JAKARTA - Presiden Joko Widodo (Jokowi) kerap mengingatkan masyarakat untuk memilih pemimpin yang benar dan tepat. Ternyata alasannya ialah pemimpin kedepan mempunyai peran penting apakah Indonesia tetap menjadi negara berkembang atau melompat menjadi negara maju.
Kepemimpinan yang dimaksud utamanya ialah pada tahun 2024, 2029 dan tahun 2034. Di tahun tersebut Indonesia bisa menggunakan potensinya untuk masuk dalam lima besar ekonomi terkuat.
“Kepemimpinan nasional di tahun 2024,2029,2034 itu sangat menentukan sekali negara ini terjebak dalam negara berpendapatan menegah atau middle income trap atau bisa keluar menjadi negara maju,” ungkap Jokowi dalam sambutannya di Acara Peresmiaan Pembukaan Rakernas Gamki Kota Medan yang ditayangkan pada kanal YouTube Sekretariat Presiden, Sabtu (19/8/2023).

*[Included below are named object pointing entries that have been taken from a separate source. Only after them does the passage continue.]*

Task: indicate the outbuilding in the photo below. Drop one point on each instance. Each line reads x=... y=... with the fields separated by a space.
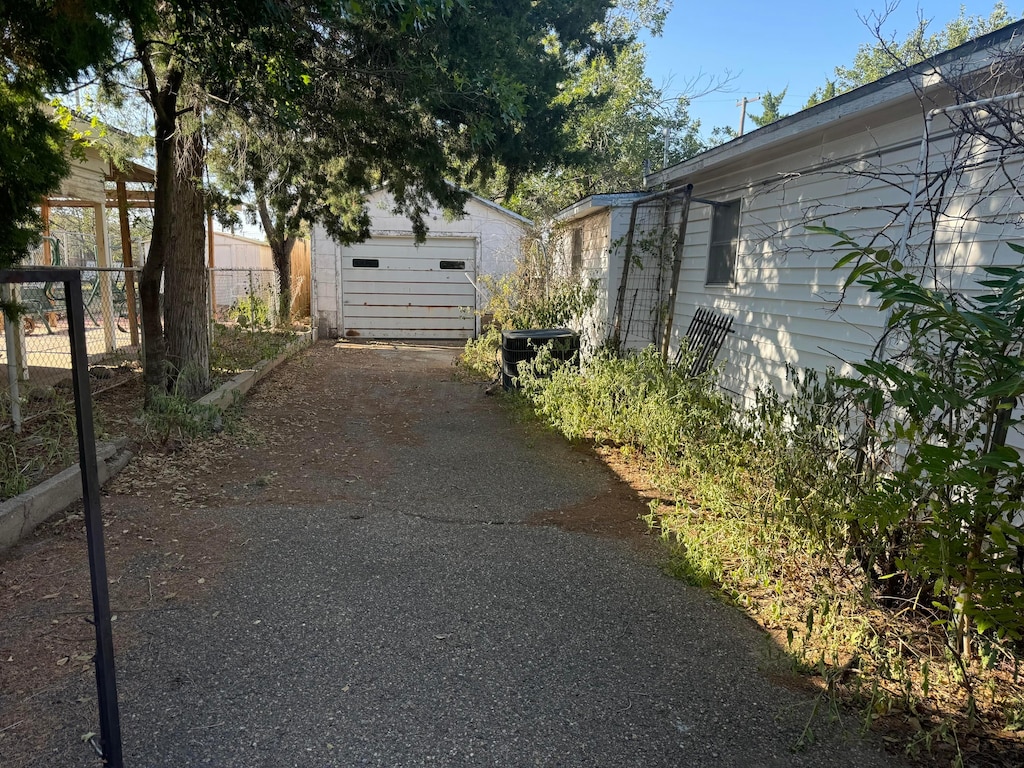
x=390 y=287
x=925 y=165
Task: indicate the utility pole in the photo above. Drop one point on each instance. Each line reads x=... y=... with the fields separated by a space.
x=741 y=103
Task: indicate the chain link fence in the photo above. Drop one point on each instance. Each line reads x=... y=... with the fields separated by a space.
x=35 y=348
x=248 y=297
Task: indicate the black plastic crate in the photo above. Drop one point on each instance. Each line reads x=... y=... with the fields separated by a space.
x=522 y=345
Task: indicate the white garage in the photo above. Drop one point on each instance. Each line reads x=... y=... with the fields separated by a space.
x=392 y=288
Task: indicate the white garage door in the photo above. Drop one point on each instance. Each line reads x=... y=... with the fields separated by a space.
x=393 y=289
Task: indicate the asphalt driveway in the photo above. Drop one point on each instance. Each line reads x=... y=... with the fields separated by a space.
x=392 y=594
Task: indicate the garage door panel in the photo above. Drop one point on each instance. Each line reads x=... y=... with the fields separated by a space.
x=455 y=262
x=406 y=275
x=409 y=299
x=400 y=291
x=406 y=312
x=409 y=324
x=373 y=288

Menurut Jokowi, peluang untuk melompat menjadi negara maju akan berada pada 13 tahun mendatang. Sehingga menurutnya Indonesia harus menggunakan potensinya untuk menjadi negara dengan ekonomi yang kuat.
“Bisa masuk (lima negara ekonomi terkuat), tetapi memang tantangannya juga tidak mudah. Ini juga berkali-kali saya sampaikan, itu peluangnya, oppurtunitynya hanya berada pada kurun 13 tahun ke depan ini,” lanjut Jokowi.